(13 of 14)
The kids were still having breakfast when she began. First was "Perfect Paul," the 3-year-old who had been her most joyful and least trouble. He died in seconds, held violently underwater by the mother whose hands had carefully washed his hair so that the soap would not sting his eyes. She carried his soaked body to her bed, tucking him beneath a maroon blanket, his head on the pillows. After Paul, she drowned Luke, 2, and moved on to John, 5. Next she killed their baby sister Mary, whom she had distracted with a bottle so she wouldn't scoot away and hurt herself while her brothers were being killed.
Noah, her firstborn, was the last to die. The 7-year-old left his half-eaten cereal on the kitchen table when Andrea summoned him. Walking into the bathroom, Noah saw his sister facedown in the water, her tiny fists clenched. He asked, "What's wrong with Mary?" and then, according to the account Andrea would give police, he tried to run away. His mother chased him down, dragged the wailing boy to the bathroom and forced him facedown into nine inches of cold water in the tub, his sister's body floating lifeless next to him. Noah came up twice as he fought for air. But Andrea held her grip. She then laid Mary in bed with her brothers, wrapping their arms around the baby. She left Noah in the tub.
WAITING FOR DEATH
Drinking a diet coke, Andrea told homicide sergeant Eric Mehl what she had done and why. She did not hate the children. Nor was she mad at them. "They weren't developing correctly," she said. The soft-spoken sergeant asked how long she had considered murder. Two years, she said. "Since I realized I have not been a good mother to them." Mehl watched her movements. She looked him in the eye. She nodded. Sometimes she answered, "Yes, sir." But she would sit in 15 seconds of stone-cold silence if he asked too much. She could give only short answers to simple questions in their 17-minute conversation as she twice recounted the order in which her children were born and died.

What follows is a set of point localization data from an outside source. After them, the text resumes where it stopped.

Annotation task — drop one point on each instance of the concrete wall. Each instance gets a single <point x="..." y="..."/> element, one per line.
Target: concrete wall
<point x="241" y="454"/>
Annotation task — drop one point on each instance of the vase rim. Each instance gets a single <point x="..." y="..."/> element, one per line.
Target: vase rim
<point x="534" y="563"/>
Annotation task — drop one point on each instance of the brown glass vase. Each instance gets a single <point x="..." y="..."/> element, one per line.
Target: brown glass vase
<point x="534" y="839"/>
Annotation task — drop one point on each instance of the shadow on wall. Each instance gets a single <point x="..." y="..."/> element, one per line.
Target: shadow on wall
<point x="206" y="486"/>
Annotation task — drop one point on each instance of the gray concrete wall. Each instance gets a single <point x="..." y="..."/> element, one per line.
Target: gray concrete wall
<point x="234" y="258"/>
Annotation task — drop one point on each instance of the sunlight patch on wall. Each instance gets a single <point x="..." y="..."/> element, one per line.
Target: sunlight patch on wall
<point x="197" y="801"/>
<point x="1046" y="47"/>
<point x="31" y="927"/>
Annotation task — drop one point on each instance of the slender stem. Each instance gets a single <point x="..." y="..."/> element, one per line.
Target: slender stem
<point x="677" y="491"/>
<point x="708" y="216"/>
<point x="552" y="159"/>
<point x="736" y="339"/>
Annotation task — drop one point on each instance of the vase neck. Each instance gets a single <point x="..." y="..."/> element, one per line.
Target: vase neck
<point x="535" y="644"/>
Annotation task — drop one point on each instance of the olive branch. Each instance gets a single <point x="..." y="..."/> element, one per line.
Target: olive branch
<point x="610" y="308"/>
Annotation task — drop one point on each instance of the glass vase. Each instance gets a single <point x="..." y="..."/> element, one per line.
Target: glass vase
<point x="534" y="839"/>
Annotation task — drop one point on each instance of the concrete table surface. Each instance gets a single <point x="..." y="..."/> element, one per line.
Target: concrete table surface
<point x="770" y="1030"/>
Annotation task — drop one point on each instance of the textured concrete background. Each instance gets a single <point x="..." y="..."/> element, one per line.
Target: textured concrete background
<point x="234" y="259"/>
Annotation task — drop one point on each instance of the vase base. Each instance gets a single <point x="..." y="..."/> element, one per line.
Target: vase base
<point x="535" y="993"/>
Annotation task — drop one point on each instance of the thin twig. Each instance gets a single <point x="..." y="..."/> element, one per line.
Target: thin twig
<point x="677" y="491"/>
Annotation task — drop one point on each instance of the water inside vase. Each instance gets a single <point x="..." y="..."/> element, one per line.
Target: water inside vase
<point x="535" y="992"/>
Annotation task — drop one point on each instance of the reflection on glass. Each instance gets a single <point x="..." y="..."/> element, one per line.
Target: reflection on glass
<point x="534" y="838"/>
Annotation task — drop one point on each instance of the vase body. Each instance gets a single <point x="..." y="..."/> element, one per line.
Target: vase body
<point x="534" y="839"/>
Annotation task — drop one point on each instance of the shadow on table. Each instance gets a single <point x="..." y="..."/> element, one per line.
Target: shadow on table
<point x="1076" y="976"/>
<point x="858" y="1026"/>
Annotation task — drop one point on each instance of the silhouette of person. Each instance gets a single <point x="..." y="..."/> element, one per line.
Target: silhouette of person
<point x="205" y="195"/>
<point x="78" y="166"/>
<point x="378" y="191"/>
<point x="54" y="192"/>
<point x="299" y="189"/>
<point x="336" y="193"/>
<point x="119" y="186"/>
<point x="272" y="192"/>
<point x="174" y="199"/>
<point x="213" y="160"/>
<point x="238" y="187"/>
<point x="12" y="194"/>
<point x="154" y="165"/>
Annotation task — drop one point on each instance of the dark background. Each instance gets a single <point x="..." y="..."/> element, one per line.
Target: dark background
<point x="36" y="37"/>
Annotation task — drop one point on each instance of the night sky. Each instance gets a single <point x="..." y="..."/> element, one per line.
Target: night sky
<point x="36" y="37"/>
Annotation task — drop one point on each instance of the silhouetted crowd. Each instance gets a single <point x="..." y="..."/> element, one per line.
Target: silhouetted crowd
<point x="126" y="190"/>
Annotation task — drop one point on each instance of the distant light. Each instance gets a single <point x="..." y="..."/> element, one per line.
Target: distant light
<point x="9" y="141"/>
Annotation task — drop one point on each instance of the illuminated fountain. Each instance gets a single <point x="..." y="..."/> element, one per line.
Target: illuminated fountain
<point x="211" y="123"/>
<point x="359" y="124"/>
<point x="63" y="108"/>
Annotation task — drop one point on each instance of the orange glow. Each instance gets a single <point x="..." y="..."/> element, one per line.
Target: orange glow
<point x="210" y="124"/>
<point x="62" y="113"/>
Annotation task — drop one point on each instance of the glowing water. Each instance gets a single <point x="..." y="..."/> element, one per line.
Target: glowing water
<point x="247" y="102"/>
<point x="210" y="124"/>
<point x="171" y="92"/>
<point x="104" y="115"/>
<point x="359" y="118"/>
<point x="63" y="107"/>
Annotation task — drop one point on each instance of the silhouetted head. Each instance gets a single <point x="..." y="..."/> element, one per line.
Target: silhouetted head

Later she told jail doctors that nothing could mute the patter that said she was a lousy mother. The death of her children, she said, was her punishment, not theirs. It was, she explained, a mother's final act of mercy. Did not the Bible say it would be better for a person to be flung into the sea with a stone tied to his neck than cause little ones to stumble? And she had failed her children. Only her execution would rescue her from the evil inside her--a state-sanctioned exorcism in which George W. Bush, the former Governor and now President, would come to save her from the clutches of Satan. Had not Scripture taught that the government is a minister of God, "an avenger who brings wrath on the one who practices evil?" She told the doctors she wanted her hair shaved so she could see the number 666--the mark of the Antichrist--on her scalp. She also wanted her hair cropped in the shape of a crown, perhaps the kind the Bible says Jesus will give to those who have won salvation.